The region’s stew of troubles has global implications. North Africa is becoming an incubator for terrorism, as seen by the recent attack by Islamist groups in Mali that drew French military intervention. The uncertain outcome of democratic movements in Yemen, Libya and Egypt could lead to further destabilization across a region crucial to global oil supplies.
Political turmoil is intensifying economic strains in Egypt, the most populous Arab nation. Egypt’s foreign reserves are down more than 60 percent from before the 2011 uprising that ousted long-time President Hosni Mubarak. Political tensions and violence have kept away tourists and investors and have prolonged talks with the International Monetary Fund on a $4.8 billion loan.
In Egypt, where Kerry offered President Mohamed Mursi $190 million in budget support and $60 million for an Egyptian-American Enterprise Fund, Egyptians such as Emad Gad, deputy director of Al-Ahram Center for Political and Strategic Studies, said Kerry should have spoken more strongly about human rights.
Gad, a former lawmaker in the now-dissolved lower house of parliament, said Egypt’s political opposition thinks the U.S. is siding with the Muslim Brotherhood because it “got what it wants from the group: Israel’s security, preserving the peace agreement, mediation with Hamas and guaranteeing of U.S. interests in the region.”
Kerry’s trip was publicly dominated by the two-year-old Syrian civil war, which has taken more than 70,000 lives and displaced more than 1 million people. Kerry said he wanted to hear from rebel officials at a Feb. 28 international conference in Rome what they need.

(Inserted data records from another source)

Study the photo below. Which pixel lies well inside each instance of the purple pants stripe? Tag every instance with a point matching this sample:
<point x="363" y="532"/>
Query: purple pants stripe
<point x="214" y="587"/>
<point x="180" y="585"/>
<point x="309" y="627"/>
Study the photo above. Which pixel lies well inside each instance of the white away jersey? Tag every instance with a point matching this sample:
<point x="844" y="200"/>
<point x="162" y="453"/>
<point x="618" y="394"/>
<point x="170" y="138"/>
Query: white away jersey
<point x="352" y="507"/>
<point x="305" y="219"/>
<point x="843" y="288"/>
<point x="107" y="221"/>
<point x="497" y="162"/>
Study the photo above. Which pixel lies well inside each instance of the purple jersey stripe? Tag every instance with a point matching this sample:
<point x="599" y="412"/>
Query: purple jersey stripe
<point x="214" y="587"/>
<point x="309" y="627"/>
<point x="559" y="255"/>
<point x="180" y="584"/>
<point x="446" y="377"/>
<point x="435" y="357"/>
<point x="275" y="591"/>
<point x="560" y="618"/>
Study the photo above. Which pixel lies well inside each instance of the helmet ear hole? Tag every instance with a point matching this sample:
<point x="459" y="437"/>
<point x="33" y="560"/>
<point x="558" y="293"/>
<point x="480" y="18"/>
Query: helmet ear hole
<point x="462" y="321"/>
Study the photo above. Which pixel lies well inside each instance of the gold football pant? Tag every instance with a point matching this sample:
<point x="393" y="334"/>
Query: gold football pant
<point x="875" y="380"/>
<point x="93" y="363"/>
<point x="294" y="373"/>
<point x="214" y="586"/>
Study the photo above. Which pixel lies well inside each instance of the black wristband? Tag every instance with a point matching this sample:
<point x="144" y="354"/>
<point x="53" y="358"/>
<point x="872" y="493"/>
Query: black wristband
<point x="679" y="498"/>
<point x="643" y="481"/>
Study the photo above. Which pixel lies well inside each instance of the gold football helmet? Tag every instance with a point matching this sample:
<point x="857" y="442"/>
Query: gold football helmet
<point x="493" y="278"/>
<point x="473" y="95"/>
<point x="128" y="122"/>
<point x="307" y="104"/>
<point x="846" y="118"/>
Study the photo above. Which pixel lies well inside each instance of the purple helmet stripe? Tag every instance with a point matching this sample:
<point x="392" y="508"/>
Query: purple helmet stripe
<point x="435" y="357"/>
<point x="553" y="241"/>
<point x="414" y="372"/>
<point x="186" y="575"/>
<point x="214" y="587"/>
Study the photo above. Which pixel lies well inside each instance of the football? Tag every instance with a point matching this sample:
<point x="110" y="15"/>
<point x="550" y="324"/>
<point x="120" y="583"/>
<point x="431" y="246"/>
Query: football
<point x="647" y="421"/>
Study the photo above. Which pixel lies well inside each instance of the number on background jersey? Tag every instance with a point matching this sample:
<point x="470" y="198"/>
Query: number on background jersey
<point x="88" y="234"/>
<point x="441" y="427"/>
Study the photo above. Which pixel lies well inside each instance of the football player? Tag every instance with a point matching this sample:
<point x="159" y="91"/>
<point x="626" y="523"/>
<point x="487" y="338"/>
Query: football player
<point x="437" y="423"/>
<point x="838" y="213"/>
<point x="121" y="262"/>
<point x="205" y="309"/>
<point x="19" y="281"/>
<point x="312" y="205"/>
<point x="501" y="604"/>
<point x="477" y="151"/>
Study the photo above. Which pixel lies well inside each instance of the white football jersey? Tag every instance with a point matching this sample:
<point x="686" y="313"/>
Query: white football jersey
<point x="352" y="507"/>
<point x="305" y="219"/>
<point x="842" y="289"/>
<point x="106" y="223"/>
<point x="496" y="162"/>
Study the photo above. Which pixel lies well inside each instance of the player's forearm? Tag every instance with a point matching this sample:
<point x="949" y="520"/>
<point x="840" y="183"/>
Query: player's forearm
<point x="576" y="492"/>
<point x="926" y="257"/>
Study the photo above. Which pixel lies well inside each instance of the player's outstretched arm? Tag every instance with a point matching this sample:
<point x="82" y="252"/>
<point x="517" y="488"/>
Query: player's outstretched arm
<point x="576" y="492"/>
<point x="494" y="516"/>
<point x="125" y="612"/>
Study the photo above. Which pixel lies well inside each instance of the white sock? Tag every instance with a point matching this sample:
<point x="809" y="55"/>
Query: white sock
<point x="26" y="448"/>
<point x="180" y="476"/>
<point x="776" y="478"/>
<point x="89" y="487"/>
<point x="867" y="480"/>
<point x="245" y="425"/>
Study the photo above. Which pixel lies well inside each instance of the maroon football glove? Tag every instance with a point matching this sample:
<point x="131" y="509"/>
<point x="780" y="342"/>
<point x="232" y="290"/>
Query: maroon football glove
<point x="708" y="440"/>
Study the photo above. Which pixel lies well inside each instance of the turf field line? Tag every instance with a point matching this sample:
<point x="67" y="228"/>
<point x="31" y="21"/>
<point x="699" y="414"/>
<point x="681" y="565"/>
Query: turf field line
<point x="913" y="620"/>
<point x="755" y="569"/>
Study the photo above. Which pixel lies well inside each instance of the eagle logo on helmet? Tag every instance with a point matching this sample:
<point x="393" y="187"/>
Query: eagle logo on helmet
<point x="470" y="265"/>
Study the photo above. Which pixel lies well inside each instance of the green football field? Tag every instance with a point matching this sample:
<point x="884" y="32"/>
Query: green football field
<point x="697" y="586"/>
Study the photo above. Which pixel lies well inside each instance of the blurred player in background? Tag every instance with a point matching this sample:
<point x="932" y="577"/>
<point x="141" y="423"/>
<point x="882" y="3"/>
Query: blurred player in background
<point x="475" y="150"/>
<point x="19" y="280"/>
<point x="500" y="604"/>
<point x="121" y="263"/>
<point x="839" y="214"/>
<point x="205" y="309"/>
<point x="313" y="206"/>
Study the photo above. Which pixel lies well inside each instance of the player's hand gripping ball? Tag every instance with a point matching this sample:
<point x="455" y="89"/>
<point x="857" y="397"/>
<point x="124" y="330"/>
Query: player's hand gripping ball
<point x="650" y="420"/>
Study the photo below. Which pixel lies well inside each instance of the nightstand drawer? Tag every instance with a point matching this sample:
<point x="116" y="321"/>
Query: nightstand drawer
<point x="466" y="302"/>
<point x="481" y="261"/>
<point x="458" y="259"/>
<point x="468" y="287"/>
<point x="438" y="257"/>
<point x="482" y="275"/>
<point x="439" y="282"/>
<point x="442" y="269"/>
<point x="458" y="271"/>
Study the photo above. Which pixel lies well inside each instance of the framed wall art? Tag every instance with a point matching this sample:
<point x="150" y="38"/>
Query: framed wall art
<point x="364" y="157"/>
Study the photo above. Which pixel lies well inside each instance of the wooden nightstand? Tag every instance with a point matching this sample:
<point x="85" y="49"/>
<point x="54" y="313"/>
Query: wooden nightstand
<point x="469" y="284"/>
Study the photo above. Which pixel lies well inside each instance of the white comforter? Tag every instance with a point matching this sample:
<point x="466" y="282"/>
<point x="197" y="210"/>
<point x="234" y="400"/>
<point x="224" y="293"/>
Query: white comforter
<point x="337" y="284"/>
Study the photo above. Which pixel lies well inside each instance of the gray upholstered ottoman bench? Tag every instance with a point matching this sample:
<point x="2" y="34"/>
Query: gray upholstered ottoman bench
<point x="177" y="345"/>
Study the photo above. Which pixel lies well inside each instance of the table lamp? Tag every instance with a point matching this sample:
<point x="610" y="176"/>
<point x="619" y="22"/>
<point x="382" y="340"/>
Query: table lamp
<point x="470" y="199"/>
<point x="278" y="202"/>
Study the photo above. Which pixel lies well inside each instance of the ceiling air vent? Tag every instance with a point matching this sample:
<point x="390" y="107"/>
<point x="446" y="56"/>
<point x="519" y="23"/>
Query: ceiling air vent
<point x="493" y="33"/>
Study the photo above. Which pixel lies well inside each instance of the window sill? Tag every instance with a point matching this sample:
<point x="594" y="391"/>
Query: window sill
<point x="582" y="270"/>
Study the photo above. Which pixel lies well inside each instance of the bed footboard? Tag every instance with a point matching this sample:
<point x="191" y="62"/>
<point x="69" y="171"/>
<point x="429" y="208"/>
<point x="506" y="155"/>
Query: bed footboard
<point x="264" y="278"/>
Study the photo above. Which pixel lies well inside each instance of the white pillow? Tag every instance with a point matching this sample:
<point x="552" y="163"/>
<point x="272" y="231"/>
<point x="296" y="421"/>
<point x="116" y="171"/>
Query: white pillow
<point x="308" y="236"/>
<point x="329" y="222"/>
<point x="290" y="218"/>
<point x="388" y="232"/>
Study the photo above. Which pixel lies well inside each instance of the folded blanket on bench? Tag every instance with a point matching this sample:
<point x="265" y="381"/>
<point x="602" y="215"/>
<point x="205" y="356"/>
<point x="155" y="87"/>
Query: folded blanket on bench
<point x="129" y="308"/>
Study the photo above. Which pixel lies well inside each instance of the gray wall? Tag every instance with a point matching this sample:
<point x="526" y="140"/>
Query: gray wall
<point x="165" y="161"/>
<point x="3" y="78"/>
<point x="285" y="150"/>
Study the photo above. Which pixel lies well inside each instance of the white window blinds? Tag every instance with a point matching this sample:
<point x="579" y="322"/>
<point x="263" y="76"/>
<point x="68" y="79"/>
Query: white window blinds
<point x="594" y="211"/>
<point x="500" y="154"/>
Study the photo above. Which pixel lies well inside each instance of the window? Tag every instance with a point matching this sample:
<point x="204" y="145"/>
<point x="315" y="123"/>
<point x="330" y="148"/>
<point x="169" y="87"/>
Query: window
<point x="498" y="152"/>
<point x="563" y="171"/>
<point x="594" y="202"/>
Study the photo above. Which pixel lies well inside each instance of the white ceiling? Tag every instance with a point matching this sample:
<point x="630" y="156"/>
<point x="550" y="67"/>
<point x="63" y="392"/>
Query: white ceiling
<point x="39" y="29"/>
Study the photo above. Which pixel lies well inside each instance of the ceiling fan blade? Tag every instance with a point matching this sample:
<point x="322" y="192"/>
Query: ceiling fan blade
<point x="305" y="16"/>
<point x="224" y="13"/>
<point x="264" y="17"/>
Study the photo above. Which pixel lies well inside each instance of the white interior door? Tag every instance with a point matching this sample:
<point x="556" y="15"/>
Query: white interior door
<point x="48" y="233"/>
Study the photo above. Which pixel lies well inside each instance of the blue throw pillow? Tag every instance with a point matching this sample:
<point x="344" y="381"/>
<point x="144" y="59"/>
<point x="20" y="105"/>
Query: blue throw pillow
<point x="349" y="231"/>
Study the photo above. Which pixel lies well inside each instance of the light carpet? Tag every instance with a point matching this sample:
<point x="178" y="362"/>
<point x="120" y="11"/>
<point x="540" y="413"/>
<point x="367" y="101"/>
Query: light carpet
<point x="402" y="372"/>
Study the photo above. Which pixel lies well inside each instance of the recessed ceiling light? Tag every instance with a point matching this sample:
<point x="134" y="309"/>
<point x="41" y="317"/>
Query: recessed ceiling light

Syrian opposition leader Moaz al-Khatib called for humanitarian corridors and weapons supplies, which he referred to as “giving the Syrian people and its revolutionaries the right to defend themselves.” When Kerry announced the U.S. would send non-lethal aid directly to rebel fighters for the first time and give $60 million to the political opposition, Syrians expressed disappointment.
Abdelbaset Sieda, a former head of the Syrian National Council, the biggest faction in the Syrian National Coalition, said he appreciated the help “but $60 million is too little, especially from a country like the United States.”
“We need weapons to defend civilians against the shelling of tanks and warplanes and we need Patriots to protect civilians against Scud missiles,” he said by phone from Irbil, Iraq.
Kerry told Bloomberg News that the U.S. decided to begin direct aid to Syrian rebels in a “measured and thoughtful way” that was meant to send a message.
“The president is saying to President Assad, ‘look, we’re ratcheting up and we’re committed,’” Kerry said. “You have an opportunity here to be able to make a choice to have a peaceful outcome.’”
‘I don’t think we’re finished at all in terms of aiding the opposition,’’ he added.
The administration has said that weapons provided to Syrian rebels might strengthen radical Islamist factions such as the al-Nusra Front, which the U.S. labels a terrorist group. That concern has eased as the U.S. has seen “greater guarantees” the weapons are going to moderates, Kerry said during the trip.
Still, Qatari Prime Minister Sheikh Hamad bin Jassim bin Jabr al-Thani, who is also foreign minister, said at a press conference with Kerry that U.S. concern about terrorism “was blown out of proportion.” The Qatari leader also cited fading Arab hopes to see a U.S. push for the Mideast peace process.
“We felt optimistic when President Obama came to power,” because he spoke about an effort to achieve a two-state solution for Israelis and Palestinians, al-Thani said. Since then, he said, “we wait for it to be activated.”
Israeli-Palestinian peace talks between the two sides have been frozen since September 2010 and Kerry has indicated he wants to revive them. He met briefly in Riyadh, Saudi Arabia, with Palestinian President Mahmoud Abbas, and he plans to travel to Israel and the West Bank later this month with Obama.
In Berlin, Kerry told students Feb. 26 that he and Obama won’t “plunk a plan down and tell everybody what they have to do. I want to consult, and the President wants to listen.”
Kerry’s counterparts urged him to do more than just consult. In London, British Foreign Secretary William Hague told him “there is no more urgent foreign policy priority in 2013 than restarting negotiations between Israelis and Palestinians.”